Don’t Let Mark Zuckerberg Fool You: Dropping Out of College Isn’t the Answer
3:30 pm, March 1st | by Colette McIntyre
The state of American higher education isn’t quite what one would expect: according to a study by Harvard University, just 56 percent of American college students graduate within six years, while only 29 percent of students enrolled in two-year programs graduate within three years. Data collected by the Organization for Economic Co-operation and Development found that the United States finished last in the percentage of students who completed college once they started it. With only 46 percent of college students completing their degrees, the United States is behind the seventeen other countries studied, including Japan, Poland, and Slovakia.
Most researchers cite the rising cost of a college education as the driving force behind student dropout. The Harvard study points out that tuition costs have almost sextupled between 1980 and 2010. On average, a student pursuing a bachelor’s degree racks up more than $23,000 in debt. In 2011, American college graduates’ total amount of loan debt surpassed $1 trillion.
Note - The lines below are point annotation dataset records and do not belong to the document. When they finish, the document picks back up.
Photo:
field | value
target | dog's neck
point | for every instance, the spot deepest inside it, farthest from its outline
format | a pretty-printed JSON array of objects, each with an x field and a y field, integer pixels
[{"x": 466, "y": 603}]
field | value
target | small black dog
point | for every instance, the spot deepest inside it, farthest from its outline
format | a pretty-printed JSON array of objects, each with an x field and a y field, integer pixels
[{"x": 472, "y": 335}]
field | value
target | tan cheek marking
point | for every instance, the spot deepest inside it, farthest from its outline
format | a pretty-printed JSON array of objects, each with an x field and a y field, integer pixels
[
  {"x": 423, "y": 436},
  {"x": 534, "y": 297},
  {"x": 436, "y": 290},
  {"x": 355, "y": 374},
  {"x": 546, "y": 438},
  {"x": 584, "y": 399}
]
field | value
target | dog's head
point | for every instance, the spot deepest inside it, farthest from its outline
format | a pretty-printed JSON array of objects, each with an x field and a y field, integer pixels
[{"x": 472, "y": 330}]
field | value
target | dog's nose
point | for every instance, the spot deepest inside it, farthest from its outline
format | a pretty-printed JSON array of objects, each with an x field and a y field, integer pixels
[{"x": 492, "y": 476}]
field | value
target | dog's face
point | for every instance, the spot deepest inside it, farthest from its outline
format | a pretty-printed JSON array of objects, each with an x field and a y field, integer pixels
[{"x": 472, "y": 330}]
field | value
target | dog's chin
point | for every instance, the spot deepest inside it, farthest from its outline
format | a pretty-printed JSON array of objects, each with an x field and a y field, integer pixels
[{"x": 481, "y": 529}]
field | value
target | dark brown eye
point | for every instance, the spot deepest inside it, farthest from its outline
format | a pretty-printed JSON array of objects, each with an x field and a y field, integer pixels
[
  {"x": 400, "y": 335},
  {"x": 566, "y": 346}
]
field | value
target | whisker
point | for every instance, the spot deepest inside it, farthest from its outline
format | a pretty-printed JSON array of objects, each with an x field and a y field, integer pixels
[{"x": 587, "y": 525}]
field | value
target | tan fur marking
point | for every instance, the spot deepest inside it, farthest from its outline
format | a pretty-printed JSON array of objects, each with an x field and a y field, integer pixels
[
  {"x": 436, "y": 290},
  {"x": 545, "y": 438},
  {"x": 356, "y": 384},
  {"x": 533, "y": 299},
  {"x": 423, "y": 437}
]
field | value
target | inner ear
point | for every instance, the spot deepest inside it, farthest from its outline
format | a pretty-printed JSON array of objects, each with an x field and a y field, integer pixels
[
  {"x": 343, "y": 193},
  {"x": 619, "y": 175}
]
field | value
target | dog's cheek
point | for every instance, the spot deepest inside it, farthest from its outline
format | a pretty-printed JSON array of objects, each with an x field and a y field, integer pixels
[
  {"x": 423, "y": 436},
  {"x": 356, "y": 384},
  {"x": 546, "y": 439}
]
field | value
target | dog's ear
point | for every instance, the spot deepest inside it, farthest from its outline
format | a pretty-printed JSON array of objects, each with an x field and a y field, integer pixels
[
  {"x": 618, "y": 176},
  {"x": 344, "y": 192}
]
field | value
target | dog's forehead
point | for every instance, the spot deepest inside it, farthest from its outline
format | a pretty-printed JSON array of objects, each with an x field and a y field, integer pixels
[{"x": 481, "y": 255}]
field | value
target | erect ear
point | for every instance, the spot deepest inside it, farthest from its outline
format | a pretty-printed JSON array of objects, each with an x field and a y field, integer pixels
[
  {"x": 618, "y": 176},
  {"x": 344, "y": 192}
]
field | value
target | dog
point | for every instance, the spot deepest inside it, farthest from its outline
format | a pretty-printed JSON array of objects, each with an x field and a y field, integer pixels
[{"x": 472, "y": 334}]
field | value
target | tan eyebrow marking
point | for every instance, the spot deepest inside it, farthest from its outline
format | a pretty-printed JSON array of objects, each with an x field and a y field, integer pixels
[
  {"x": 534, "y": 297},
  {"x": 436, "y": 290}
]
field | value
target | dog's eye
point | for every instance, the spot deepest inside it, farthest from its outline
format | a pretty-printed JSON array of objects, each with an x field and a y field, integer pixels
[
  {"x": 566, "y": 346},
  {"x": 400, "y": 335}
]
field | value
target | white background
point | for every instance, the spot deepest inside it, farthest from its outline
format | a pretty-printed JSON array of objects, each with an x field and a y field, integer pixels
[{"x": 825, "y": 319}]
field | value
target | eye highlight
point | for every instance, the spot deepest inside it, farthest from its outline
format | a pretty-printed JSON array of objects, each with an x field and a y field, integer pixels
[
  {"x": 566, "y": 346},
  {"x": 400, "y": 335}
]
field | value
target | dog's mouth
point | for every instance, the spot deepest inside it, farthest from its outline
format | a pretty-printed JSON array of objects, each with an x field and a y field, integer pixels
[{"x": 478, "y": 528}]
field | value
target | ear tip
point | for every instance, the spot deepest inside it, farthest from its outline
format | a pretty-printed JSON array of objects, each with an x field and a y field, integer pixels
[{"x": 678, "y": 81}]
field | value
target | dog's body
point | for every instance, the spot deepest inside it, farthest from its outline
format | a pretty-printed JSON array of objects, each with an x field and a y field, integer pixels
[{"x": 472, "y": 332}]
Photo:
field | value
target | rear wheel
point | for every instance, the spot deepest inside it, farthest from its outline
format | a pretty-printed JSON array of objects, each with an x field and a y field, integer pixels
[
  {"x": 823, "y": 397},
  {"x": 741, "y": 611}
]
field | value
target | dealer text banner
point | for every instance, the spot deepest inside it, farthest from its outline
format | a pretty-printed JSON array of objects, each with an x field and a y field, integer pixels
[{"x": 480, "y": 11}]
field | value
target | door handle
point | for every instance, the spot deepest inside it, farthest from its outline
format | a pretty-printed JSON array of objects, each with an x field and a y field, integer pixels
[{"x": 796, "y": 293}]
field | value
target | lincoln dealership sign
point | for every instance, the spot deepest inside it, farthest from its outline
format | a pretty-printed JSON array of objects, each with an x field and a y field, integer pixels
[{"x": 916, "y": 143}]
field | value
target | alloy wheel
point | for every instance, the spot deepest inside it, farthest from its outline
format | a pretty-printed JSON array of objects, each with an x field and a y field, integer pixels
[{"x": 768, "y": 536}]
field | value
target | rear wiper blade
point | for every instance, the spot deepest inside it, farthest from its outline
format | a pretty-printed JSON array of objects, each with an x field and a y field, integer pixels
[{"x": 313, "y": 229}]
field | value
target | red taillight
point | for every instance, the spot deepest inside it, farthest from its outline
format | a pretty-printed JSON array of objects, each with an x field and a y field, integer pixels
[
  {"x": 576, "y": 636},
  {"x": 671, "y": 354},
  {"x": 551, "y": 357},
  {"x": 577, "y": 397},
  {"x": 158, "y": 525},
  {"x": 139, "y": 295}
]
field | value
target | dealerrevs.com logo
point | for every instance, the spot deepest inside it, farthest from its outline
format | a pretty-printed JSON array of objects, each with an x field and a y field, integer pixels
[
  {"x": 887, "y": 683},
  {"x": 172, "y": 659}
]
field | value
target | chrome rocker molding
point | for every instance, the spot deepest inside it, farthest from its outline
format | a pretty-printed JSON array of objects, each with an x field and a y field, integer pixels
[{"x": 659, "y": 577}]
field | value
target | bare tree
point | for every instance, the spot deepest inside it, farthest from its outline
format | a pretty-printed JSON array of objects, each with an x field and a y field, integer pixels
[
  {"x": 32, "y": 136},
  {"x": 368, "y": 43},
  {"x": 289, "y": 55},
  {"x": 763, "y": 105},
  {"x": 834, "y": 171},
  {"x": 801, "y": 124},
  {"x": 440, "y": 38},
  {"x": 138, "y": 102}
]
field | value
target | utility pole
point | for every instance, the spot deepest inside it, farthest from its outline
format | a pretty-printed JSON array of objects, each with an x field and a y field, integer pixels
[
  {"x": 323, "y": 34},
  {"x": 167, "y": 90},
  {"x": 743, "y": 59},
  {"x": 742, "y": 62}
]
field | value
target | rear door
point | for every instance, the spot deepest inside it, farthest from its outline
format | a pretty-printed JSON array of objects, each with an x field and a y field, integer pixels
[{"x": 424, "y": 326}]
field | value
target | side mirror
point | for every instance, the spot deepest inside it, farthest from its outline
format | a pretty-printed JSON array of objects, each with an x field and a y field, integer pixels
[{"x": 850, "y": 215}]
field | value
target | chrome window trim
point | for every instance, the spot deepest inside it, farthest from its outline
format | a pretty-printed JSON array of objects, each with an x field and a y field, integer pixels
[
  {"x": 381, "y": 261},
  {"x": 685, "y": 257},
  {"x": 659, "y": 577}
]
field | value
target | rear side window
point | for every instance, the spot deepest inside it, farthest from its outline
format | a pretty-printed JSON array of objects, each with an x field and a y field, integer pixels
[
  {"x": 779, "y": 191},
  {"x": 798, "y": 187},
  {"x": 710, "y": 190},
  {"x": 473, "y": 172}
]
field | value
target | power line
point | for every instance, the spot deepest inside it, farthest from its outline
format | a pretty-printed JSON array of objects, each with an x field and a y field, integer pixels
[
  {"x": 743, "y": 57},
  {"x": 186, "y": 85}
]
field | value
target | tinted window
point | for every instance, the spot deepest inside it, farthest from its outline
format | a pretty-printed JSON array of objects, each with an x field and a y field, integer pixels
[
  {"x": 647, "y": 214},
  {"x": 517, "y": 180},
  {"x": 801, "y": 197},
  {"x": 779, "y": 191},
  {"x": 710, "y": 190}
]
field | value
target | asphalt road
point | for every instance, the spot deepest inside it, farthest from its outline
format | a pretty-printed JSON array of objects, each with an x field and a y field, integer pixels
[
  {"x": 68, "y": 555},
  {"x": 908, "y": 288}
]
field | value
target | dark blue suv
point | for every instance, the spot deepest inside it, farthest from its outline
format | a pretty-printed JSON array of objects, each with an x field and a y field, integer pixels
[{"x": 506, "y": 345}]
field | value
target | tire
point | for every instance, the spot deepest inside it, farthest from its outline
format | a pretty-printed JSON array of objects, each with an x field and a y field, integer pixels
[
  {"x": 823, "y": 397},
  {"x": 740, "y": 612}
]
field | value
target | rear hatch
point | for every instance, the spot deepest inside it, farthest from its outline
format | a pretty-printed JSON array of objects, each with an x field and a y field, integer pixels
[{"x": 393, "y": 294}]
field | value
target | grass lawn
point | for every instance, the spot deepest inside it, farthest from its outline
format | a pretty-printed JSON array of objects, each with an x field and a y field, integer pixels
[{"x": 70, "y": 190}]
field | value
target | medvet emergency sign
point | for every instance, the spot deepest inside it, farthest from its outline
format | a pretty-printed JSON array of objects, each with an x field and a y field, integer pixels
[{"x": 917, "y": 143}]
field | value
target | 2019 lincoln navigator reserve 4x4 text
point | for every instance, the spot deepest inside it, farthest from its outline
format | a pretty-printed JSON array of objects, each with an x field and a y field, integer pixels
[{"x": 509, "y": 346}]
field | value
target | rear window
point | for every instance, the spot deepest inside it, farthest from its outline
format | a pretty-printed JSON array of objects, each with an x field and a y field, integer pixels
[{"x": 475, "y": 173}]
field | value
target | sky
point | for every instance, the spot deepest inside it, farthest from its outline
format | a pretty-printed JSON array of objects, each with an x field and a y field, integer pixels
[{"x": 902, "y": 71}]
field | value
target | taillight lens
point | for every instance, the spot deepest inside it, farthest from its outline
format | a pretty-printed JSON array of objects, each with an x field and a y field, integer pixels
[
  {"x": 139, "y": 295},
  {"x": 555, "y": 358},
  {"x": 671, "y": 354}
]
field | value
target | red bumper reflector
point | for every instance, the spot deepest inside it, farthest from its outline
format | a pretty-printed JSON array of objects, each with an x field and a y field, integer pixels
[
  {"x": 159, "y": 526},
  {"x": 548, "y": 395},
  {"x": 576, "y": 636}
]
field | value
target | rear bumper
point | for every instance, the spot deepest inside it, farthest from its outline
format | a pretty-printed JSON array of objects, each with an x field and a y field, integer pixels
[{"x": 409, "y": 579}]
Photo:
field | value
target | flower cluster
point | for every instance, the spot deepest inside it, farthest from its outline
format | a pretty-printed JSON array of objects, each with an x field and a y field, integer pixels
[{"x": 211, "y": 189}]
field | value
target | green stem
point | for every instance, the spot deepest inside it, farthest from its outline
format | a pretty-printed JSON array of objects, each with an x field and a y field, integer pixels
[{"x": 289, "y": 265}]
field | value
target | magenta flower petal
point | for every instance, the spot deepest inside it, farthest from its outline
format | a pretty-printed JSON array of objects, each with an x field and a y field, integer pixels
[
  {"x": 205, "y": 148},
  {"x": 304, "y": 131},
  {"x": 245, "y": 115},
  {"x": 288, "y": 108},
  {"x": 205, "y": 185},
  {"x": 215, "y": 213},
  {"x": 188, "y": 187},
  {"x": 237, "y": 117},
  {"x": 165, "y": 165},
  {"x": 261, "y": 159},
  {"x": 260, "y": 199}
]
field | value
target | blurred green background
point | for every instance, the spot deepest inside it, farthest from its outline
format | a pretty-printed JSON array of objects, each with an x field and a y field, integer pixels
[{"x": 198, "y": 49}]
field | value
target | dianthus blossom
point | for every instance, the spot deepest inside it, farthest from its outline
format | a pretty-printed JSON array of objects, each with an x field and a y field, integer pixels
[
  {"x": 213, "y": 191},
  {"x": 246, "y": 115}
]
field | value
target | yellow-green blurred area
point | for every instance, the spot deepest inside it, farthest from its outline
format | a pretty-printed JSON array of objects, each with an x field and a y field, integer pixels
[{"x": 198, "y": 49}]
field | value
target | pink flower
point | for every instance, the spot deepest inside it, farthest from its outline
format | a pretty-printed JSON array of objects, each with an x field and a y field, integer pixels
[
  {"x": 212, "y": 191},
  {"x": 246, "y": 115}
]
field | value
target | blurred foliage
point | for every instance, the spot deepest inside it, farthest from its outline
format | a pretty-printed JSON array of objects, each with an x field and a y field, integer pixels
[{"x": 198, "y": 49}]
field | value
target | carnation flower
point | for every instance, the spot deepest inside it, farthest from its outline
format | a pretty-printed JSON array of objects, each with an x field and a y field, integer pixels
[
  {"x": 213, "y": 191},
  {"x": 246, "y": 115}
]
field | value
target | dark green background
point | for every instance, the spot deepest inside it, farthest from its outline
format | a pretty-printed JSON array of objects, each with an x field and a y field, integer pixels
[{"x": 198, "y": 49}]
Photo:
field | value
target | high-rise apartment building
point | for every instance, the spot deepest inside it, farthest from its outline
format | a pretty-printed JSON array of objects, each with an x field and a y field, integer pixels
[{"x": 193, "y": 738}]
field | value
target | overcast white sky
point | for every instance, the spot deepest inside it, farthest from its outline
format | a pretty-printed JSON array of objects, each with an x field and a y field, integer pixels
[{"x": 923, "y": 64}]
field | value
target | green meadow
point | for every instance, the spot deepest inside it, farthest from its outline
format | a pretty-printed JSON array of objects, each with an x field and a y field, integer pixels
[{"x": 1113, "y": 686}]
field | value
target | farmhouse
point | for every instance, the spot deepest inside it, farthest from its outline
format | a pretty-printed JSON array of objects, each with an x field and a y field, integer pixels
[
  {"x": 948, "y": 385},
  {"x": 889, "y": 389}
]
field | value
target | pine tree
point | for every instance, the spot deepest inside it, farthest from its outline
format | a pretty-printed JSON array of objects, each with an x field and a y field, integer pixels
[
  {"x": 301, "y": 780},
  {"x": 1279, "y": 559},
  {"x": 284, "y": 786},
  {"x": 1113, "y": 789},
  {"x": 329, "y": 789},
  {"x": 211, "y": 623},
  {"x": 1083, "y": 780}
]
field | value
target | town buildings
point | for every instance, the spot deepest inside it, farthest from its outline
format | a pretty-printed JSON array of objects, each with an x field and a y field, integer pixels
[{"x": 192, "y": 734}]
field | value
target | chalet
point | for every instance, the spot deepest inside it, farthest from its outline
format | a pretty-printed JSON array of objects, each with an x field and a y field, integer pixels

For the majority of college students, dropping out is the result of a “simple cost-benefit analysis.” As a 2011 Pew Research Center study explains, “for many young adults, the ultimate bottom line is whether the degree or credential they earn will help them secure a job.” Yet, as University of Chicago president Robert J. Zimmer writes in a new Atlantic article, some decisions to dropout are inspired by the (dangerously) sensationalized “dropout myth.”
The dropout myth points to the cases of “dropouts-made-good” like Bill Gates and Mark Zuckerberg and whispers, “that could be you.” The myth seduces students into believing that academia has nothing to offer the true entrepreneur and that the fast track to startup success lies outside of university gates. But the myth fails to mention how absurdly rare it is to be the next Steve Jobs. As Zimmer writes, it “ignores the outlier status of these exceptional drop-out entrepreneurs and innovators”:
Those who are able to achieve such success often rely on a set of skills already developed before they get to college. They know how to educate themselves, get a bank loan, and manage their time and their money. They may benefit from a network of family, friends and acquaintances who open doors and provide a safety net.
Most dropouts will fail to reach Zuckerberg’s or Gates’ level of stratospheric, independent success. Currently, there are 34 million Americans over 25 who have some college credits but not a degree. Dropouts are 71 percent more likely to be unemployed and four times more likely to default on their college loans. On average, these former students earn 32 percent less than college graduates.
Zimmer can’t overestimate the dangers of perpetuating the dropout myth:
Research with Chicago Public Schools students — arguably among those who have the most to gain from college education — shows that only a fraction of those qualified for selective colleges ever make it there, in part because of misconceptions about what is possible. Let’s not further diminish their prospects and ambitions. There is a proven path for economic, social and intellectual opportunity, and it leads through our college campuses.